On December 19, 2012, as approved by the Human Resources and Compensation Committee of our Board of Directors ("HRCC"), one of our wholly-owned subsidiaries, Mondelez Global LLC ("MG"), entered into an Agreement Upon Retirement and General Release (the "Agreement") with Mr. Khosla to provide him with additional benefits following his retirement on March 31, 2013. We do not typically provide additional benefits to similarly situated retiring employees. The additional benefits are consideration for Mr. Khosla's agreement to the following restrictive covenants: (i) that he will not, without our prior written approval, work for, or provide services, directly or indirectly, to specified competitors; (ii) that he will not solicit our employees to work for another entity; and (iii) that Mr. Khosla will maintain the confidentiality of our proprietary information, will not disparage or discredit us or any of our affiliates and will provide a general release of any claims arising out of his employment. Mr. Khosla will receive a pro-rata 2013 Management Incentive Plan payment for the period from January 1, 2013 through March 31, 2013, based upon his individual target and the actual 2013 business unit rating. With regard to performance shares awarded under the Long-Term Incentive Plan (LTIP), based upon the respective actual ratings determined by the HRCC, Mr. Khosla's target performance shares will be adjusted to equal two-thirds of the original target shares granted for the 2011 - 2013 LTIP, and one-third of the original target shares granted for the 2012 - 2014 LTIP. Under the terms of the 2005 Mondelez International Amended and Restated Performance Incentive, Mr. Khosla's unvested Mondelez International restricted stock awards, which were granted in 2011 and 2012, will be forfeited upon his retirement. However, if Mr. Khosla complies with all of the restricted covenants in the Agreement, the forfeited restricted stock awards will be replaced with the equivalent value of deferred stock award units that vest in accordance with a specified vesting schedule. The vesting of restricted stock awarded in 2011 and 2012 by Kraft Foods Group, Inc. will be accelerated to March 31, 2013, Mr. Khosla's last day of work.

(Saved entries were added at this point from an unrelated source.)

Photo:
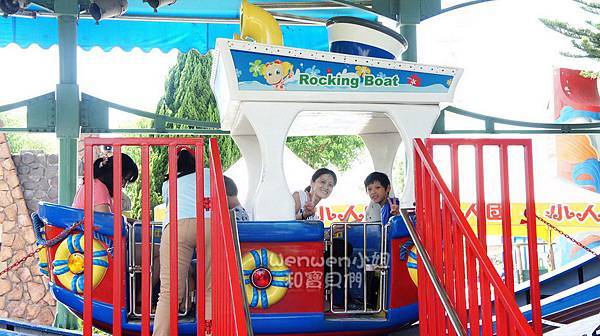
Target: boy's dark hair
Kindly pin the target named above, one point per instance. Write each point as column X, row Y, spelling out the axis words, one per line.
column 377, row 177
column 230, row 187
column 186, row 164
column 103, row 171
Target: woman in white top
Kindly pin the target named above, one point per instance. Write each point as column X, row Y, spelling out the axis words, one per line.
column 320, row 187
column 186, row 221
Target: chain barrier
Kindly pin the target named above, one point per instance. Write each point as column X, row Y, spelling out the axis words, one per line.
column 568, row 236
column 47, row 243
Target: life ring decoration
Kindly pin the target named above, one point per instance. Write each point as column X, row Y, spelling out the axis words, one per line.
column 266, row 278
column 39, row 230
column 69, row 260
column 408, row 252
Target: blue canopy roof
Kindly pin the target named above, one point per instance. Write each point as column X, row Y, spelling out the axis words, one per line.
column 166, row 35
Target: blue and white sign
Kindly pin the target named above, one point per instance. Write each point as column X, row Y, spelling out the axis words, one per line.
column 267, row 72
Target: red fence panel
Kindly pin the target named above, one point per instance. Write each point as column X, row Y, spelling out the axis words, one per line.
column 230, row 318
column 484, row 303
column 227, row 286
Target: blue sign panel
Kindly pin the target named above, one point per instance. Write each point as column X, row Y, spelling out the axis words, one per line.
column 266, row 72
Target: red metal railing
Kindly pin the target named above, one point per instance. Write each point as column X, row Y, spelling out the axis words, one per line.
column 223, row 252
column 484, row 303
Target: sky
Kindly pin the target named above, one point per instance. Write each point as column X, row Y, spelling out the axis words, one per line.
column 507, row 55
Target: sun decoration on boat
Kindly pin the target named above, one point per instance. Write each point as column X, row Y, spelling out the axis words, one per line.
column 266, row 278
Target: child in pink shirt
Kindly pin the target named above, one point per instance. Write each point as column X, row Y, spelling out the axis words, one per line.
column 103, row 182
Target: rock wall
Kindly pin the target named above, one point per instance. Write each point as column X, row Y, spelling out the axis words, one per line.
column 38, row 174
column 23, row 290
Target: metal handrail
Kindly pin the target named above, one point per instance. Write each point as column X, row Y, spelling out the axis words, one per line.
column 531, row 127
column 381, row 266
column 424, row 258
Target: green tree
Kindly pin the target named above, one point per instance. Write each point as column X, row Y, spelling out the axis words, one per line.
column 188, row 95
column 586, row 39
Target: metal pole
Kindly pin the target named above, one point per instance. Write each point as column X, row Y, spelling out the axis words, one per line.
column 409, row 31
column 67, row 99
column 67, row 120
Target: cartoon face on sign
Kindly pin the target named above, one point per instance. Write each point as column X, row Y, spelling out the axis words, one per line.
column 277, row 72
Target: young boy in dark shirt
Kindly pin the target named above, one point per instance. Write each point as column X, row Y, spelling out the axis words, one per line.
column 382, row 206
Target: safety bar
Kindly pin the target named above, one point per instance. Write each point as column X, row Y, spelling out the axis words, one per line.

On December 19, 2012, MG also entered into a Consulting Agreement with Mr. Khosla. Under the Consulting Agreement, Mr. Khosla will provide consulting services in the leadership development arena from April 1, 2013 to December 31, 2013. For 25 days of consulting services, we agree to pay a monthly retainer of $13,888.89 from April, 2013 to December 2013. To the extent that Mr. Khosla provides consulting services in excess of 25 days, we will pay him a daily rate of $5,000.00. During the term of the Consulting Agreement, we will reimburse Mr. Khosla for any reasonable expenses, connected with his consulting services.
The forgoing descriptions of the Agreement and the Consulting Agreement are qualified in their entirety by reference to the complete terms and conditions of the agreements filed as Exhibits 10.1 and 10.2 to this Current Report on Form 8-K.
Item 9.01. Financial Statements and Exhibits
Please see Exhibit Index.
Pursuant to the requirements of the Securities Exchange Act of 1934, the registrant has duly caused this report to be signed on its behalf by the undersigned hereunto duly authorized.